Jean-Claude Juncker Presidente da Comissão Europeia

A União Europeia e os Estados Unidos concordaram em trabalhar no sentido de evitarem uma guerra comercial.

Horas antes do encontro, os sinais não eram positivos.

"Durante anos os Estados Unidos perderam milhões de dólares com a União Europeia e nós só queremos igualdade de condições" dizia Donald Trump.

"Nós somos parceiros próximos, aliados e não inimigos, temos que trabalhar em conjunto", respondeu o presidente da Comissão Europeia.
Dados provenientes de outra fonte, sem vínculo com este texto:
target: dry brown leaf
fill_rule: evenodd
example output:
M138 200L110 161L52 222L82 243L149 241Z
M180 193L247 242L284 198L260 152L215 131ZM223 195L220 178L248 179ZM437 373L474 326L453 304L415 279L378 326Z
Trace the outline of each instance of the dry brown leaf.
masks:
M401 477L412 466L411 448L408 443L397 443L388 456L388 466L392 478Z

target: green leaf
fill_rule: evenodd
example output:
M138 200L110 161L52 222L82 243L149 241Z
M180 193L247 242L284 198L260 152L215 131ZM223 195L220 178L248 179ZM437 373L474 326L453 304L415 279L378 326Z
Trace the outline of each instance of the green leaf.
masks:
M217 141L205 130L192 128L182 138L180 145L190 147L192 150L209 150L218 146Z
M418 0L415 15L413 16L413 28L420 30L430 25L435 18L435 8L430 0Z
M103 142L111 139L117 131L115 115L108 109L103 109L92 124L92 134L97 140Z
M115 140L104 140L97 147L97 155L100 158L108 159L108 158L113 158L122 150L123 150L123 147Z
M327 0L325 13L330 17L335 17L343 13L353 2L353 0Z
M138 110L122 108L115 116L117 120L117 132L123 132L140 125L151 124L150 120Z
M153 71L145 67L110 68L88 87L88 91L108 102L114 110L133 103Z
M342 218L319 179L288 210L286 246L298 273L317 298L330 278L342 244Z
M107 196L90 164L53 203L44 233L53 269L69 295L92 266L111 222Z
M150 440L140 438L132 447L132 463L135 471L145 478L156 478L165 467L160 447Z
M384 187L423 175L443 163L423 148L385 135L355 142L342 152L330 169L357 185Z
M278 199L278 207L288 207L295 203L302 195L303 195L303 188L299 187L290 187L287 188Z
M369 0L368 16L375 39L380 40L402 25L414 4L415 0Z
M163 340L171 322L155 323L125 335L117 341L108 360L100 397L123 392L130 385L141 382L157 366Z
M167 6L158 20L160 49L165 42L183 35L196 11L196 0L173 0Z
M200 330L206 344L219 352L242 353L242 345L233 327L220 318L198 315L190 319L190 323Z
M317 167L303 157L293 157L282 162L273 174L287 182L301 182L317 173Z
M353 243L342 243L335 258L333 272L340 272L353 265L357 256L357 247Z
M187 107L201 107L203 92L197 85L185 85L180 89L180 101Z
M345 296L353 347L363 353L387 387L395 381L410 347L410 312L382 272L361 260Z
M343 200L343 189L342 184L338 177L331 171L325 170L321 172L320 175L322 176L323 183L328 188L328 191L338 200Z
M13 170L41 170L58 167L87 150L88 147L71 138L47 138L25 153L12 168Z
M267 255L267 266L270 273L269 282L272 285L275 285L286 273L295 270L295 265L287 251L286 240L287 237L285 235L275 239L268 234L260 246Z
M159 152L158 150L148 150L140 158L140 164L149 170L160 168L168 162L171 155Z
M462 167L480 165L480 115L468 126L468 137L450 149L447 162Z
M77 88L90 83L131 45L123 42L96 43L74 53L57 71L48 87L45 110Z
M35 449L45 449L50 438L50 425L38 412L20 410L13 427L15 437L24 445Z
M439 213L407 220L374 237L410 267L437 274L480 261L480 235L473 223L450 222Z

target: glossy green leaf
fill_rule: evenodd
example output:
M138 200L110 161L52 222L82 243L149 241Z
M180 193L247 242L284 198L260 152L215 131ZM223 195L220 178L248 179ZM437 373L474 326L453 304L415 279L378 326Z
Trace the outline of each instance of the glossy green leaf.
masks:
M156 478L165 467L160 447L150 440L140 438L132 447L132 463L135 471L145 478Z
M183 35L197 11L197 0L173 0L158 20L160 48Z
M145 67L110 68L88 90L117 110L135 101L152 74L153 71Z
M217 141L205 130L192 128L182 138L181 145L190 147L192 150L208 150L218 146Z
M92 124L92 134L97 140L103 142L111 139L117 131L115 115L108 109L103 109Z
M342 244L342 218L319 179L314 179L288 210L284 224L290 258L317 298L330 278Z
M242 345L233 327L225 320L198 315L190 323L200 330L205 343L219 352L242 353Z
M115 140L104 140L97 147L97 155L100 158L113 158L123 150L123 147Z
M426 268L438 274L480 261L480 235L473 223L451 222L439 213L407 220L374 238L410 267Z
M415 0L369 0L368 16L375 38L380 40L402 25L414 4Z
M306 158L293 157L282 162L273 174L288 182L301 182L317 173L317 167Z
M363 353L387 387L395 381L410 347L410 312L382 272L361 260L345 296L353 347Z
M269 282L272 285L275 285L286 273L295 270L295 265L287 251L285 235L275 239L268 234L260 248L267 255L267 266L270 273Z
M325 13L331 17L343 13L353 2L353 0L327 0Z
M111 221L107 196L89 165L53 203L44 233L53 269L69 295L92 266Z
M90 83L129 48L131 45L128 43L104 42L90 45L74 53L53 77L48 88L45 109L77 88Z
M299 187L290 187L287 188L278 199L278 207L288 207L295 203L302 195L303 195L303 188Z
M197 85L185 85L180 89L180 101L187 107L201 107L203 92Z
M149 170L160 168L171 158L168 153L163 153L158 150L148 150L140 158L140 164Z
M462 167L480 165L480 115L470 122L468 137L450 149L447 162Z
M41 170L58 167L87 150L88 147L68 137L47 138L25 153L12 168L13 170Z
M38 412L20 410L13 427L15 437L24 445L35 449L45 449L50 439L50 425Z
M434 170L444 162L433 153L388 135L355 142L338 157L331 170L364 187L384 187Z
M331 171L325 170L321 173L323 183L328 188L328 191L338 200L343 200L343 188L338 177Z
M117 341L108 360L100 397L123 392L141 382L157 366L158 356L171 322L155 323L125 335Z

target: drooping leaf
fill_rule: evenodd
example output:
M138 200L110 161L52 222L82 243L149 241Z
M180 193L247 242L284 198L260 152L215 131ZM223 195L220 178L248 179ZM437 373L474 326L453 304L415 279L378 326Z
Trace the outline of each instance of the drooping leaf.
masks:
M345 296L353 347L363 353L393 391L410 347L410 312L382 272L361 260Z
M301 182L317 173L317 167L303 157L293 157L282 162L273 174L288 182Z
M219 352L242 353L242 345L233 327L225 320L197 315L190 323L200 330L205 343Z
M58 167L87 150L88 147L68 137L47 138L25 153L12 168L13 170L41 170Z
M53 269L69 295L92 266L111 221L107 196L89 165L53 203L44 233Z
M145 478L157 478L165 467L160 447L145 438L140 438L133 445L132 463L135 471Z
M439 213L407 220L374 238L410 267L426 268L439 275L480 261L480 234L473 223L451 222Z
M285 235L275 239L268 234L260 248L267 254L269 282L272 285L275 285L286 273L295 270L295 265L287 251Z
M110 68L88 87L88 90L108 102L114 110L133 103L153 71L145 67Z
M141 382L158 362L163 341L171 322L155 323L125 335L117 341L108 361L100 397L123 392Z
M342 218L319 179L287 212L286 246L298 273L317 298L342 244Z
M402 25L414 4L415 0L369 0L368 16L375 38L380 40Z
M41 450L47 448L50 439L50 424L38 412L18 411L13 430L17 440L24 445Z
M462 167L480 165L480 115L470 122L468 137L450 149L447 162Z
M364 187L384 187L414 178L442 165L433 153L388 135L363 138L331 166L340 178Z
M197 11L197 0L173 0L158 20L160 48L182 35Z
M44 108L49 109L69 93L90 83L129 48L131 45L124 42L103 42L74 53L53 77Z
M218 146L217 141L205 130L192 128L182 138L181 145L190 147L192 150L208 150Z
Tratou-se de um lembrete oportuno de Jean-Claude Juncker pois horas mais tarde os dois líderes davam sinais de um levantamento das tensões. Trump e juncker alinhados na necessidade de trabalharem em conjunto com vista à redução das barreiras comerciais.

"Chegámos a acordo, em primeiro lugar, em trabalhar com vista à imposição de tarifas zero, à eliminação de barreiras não tarifárias e eliminação dos subsídios nos produtos industriais à exceção da indústria automóvel" disse o presidente norte-americano.

Juncker respondeu afirmando que há espaço para diálogo.

"Concordámos em estabelecer diálogo sobre padrões. No que toca à agricultura, a União Europeia pode importar mais soja dos Estados Unidos e vamos fazer isso", disse o líder europeu.

As promessas afastam o que prometia acabar como uma enorme guerra comercial determinada por tarifas impostas pela administraçãoTrump sobre as exportações europeias de alumínio e aço e ameaças de imposição de tarifas sobre o sector automóvel.

Tudo sugere que Trump teria recuado nas ameaças em troca da União Europeia facilitar o acesso dos agricultores norte-americanos ao mercado europeu, principalmente depois da China ter imposto tarifas de 25%.

O encontro terminou com a impressão de que foram realizados progressos e Donald Trump não hesitou em elogiar o romance transatlântico.